There are folks struggling within every denominational polity. Our usual characterization of them is “left” and “right”. A church body has every right to join Rebekah in wondering how it is going to make it.

When Rebekah or the church searches for a larger perspective on what is going to come of this internal struggle, the easy and predictable response is that there is a division coming. A shift from rural to urban is anticipated. A shift from patriarch (Isaac) to matriarch (Rebekah) is already underway. What shift today do you see as building on these shifts of the past?

What do you consider your birthright to be - beloved? assured? - and what is it worth to you? Perhaps the question of Matthew about what sort of seedbed you are, may here be looked at in terms of what kind of seed you are.

At what point do you think Isaac rued having prayed for children by Rebekah? He seems to have gotten more than he expected, which may be as great a difficulty as getting less.

http://kcmlection.blogspot.com/2011/07/genesis-2519-34.html

 

 

In light of the parable of the sower we would claim the problem was that Rebekah was some blackbird she-devil, ultra-frigid, or shallow beyond belief. Obviously barrenness is a situation that calls out for a prayer that will call out G*D.

If we were to take a second look, beyond our culture’s male privilege, we might see low motile sperm that did not have vitality traced back shock to a newly hormonal Isaac all but sacrificed. His body’s reaction, “I’m never going to try that with a child, no children for me.”

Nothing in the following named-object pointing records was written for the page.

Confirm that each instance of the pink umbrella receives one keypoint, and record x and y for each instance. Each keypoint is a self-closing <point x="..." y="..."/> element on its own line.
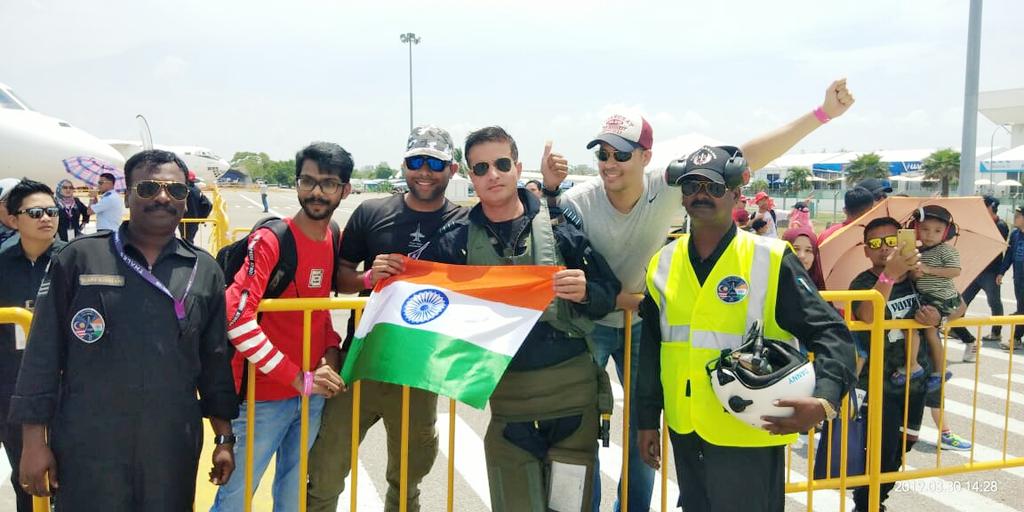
<point x="978" y="241"/>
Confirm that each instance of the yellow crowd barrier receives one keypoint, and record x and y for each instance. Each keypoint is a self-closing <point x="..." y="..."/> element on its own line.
<point x="872" y="478"/>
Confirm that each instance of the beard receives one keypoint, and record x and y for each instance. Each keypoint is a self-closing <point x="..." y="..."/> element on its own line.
<point x="307" y="208"/>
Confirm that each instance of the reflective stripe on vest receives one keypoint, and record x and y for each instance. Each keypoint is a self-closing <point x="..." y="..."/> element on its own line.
<point x="699" y="321"/>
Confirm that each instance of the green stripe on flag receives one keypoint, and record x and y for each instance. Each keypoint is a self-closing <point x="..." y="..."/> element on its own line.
<point x="426" y="359"/>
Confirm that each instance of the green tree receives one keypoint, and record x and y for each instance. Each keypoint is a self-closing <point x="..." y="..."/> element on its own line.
<point x="943" y="165"/>
<point x="383" y="171"/>
<point x="758" y="185"/>
<point x="868" y="165"/>
<point x="457" y="157"/>
<point x="798" y="178"/>
<point x="254" y="164"/>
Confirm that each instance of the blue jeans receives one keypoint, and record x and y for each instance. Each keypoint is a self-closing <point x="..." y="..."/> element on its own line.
<point x="278" y="424"/>
<point x="609" y="341"/>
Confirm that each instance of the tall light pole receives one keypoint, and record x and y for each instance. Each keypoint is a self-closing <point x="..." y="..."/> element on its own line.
<point x="969" y="141"/>
<point x="410" y="39"/>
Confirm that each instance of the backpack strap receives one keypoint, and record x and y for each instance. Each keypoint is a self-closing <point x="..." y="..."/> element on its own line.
<point x="288" y="259"/>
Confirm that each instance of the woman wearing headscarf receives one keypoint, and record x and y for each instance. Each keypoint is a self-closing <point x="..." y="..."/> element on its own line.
<point x="74" y="214"/>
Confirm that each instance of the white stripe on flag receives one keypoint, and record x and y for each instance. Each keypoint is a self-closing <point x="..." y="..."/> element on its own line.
<point x="493" y="326"/>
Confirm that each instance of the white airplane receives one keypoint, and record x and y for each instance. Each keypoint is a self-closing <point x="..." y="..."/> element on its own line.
<point x="203" y="162"/>
<point x="35" y="144"/>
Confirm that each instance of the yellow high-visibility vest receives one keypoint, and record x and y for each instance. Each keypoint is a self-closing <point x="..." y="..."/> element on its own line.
<point x="698" y="322"/>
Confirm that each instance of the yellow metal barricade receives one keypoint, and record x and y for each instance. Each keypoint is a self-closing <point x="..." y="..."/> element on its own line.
<point x="23" y="318"/>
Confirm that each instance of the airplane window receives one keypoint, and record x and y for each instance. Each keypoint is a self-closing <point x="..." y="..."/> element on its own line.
<point x="7" y="101"/>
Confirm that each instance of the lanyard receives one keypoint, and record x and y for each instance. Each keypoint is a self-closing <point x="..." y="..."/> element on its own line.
<point x="179" y="304"/>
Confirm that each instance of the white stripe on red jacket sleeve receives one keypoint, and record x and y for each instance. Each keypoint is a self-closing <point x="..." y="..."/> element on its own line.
<point x="243" y="297"/>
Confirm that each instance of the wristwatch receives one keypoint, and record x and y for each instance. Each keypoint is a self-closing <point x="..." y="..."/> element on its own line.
<point x="829" y="410"/>
<point x="224" y="439"/>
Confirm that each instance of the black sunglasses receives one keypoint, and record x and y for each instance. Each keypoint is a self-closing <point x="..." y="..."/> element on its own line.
<point x="416" y="163"/>
<point x="481" y="168"/>
<point x="38" y="212"/>
<point x="151" y="188"/>
<point x="691" y="186"/>
<point x="603" y="156"/>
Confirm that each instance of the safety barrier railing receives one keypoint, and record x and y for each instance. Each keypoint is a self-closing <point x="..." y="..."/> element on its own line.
<point x="873" y="477"/>
<point x="23" y="318"/>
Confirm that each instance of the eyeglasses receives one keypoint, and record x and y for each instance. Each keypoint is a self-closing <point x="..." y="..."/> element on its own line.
<point x="151" y="188"/>
<point x="38" y="212"/>
<point x="416" y="163"/>
<point x="329" y="185"/>
<point x="691" y="186"/>
<point x="603" y="156"/>
<point x="890" y="241"/>
<point x="481" y="168"/>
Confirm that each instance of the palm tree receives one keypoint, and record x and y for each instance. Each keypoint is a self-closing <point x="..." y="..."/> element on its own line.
<point x="868" y="165"/>
<point x="942" y="165"/>
<point x="798" y="178"/>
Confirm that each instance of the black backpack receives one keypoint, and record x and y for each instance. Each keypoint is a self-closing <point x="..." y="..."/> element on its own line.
<point x="231" y="257"/>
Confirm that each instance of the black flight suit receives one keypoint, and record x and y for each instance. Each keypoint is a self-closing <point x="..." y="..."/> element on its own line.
<point x="115" y="375"/>
<point x="19" y="280"/>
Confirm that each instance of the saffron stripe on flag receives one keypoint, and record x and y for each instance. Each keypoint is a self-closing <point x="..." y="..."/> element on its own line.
<point x="437" y="363"/>
<point x="522" y="286"/>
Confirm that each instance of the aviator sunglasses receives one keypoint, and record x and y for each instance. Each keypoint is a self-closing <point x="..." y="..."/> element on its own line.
<point x="890" y="241"/>
<point x="150" y="188"/>
<point x="416" y="163"/>
<point x="38" y="212"/>
<point x="481" y="168"/>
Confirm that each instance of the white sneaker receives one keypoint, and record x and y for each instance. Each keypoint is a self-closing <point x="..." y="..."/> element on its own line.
<point x="971" y="352"/>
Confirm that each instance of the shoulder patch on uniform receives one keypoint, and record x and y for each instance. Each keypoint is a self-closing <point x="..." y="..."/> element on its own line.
<point x="92" y="280"/>
<point x="88" y="326"/>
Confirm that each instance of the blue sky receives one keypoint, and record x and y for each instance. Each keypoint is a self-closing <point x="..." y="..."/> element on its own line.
<point x="272" y="76"/>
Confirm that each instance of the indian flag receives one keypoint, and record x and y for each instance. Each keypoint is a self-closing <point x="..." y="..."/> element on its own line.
<point x="449" y="329"/>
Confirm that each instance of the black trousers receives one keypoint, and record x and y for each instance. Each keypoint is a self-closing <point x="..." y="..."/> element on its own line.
<point x="892" y="437"/>
<point x="11" y="440"/>
<point x="986" y="282"/>
<point x="716" y="478"/>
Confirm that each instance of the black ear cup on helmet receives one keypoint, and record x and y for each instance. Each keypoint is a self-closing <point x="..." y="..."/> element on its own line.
<point x="734" y="167"/>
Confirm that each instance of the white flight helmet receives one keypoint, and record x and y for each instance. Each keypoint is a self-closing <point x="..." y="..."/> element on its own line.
<point x="748" y="380"/>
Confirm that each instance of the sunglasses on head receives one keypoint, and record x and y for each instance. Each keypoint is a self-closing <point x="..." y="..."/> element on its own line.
<point x="307" y="183"/>
<point x="38" y="212"/>
<point x="691" y="186"/>
<point x="416" y="163"/>
<point x="890" y="241"/>
<point x="481" y="168"/>
<point x="151" y="188"/>
<point x="603" y="156"/>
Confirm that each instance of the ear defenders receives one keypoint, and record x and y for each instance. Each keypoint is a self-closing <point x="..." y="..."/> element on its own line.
<point x="937" y="213"/>
<point x="733" y="170"/>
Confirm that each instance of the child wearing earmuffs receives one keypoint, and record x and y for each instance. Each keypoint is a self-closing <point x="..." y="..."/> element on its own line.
<point x="934" y="282"/>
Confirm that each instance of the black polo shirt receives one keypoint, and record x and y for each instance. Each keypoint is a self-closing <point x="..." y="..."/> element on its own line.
<point x="105" y="341"/>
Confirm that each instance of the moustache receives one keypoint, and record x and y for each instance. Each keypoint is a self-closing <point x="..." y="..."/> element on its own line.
<point x="155" y="208"/>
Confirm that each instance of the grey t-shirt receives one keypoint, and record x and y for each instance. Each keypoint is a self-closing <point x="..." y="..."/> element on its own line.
<point x="626" y="240"/>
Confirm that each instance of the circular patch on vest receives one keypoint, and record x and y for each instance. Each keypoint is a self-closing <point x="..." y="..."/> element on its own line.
<point x="732" y="289"/>
<point x="424" y="306"/>
<point x="88" y="325"/>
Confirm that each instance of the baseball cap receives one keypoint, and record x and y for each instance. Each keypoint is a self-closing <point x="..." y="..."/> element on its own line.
<point x="709" y="162"/>
<point x="876" y="186"/>
<point x="429" y="140"/>
<point x="5" y="185"/>
<point x="625" y="132"/>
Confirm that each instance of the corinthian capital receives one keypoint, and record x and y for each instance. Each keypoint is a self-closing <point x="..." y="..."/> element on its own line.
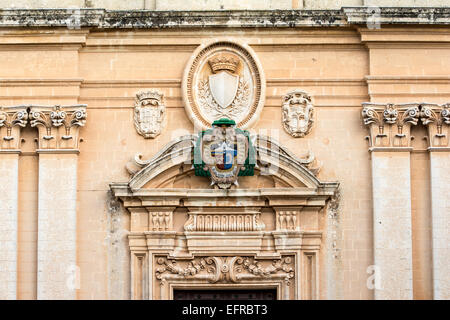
<point x="390" y="124"/>
<point x="11" y="120"/>
<point x="437" y="120"/>
<point x="58" y="126"/>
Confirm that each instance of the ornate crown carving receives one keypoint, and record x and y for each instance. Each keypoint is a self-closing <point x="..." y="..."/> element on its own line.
<point x="224" y="62"/>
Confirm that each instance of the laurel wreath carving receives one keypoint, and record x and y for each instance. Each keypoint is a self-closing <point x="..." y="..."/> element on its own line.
<point x="234" y="110"/>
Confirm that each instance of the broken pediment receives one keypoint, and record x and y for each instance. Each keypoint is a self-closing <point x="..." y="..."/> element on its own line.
<point x="276" y="167"/>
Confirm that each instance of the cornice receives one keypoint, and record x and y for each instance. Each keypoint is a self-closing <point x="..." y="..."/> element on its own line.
<point x="145" y="19"/>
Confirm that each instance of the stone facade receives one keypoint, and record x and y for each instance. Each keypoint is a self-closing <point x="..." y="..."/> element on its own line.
<point x="181" y="5"/>
<point x="336" y="126"/>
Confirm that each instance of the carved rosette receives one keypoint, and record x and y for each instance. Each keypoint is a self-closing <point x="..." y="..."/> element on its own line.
<point x="223" y="79"/>
<point x="149" y="111"/>
<point x="390" y="124"/>
<point x="11" y="120"/>
<point x="58" y="126"/>
<point x="297" y="113"/>
<point x="225" y="269"/>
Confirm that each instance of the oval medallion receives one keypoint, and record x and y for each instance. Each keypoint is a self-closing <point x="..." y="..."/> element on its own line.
<point x="223" y="79"/>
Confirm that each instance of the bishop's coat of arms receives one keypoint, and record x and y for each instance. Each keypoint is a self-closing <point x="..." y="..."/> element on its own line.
<point x="223" y="153"/>
<point x="149" y="112"/>
<point x="224" y="93"/>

Here the storyline is that such that Isaac had a conversion experience to wanting a child or at least wanting Rebekah to not be embarrassed by not having a child and a prayer was more than answered. It was as if G*D says, “OK, you want to play games around conception, here’s a trick for you.”

In usual circumstances sowing millions of sperm get you a yield of (1) one. Here it doubled that, but still pretty profligate sowing. If it was prayer, perhaps we can say (1) one prayer yielded a yield of (2) two. When “division” is factored in, we may be at a final yield of (1/2) one-half.

So where does all this silly playing around get us, beyond a doctoral thesis? First, that parables are tricky when applied to a particular situation. Second, we still attribute qualities to physical characteristics (ginger ruddiness) or situations that call forth a nickname (Jealous Jacob).

From almost sacrificed Isaac we get Jacob, whose sons almost sacrificed one of their own. And how much further have we grown in our divisions and sacrifice of one another? Consider the schism talk in The United Methodist Church and its sacrifice of LGBTQ persons.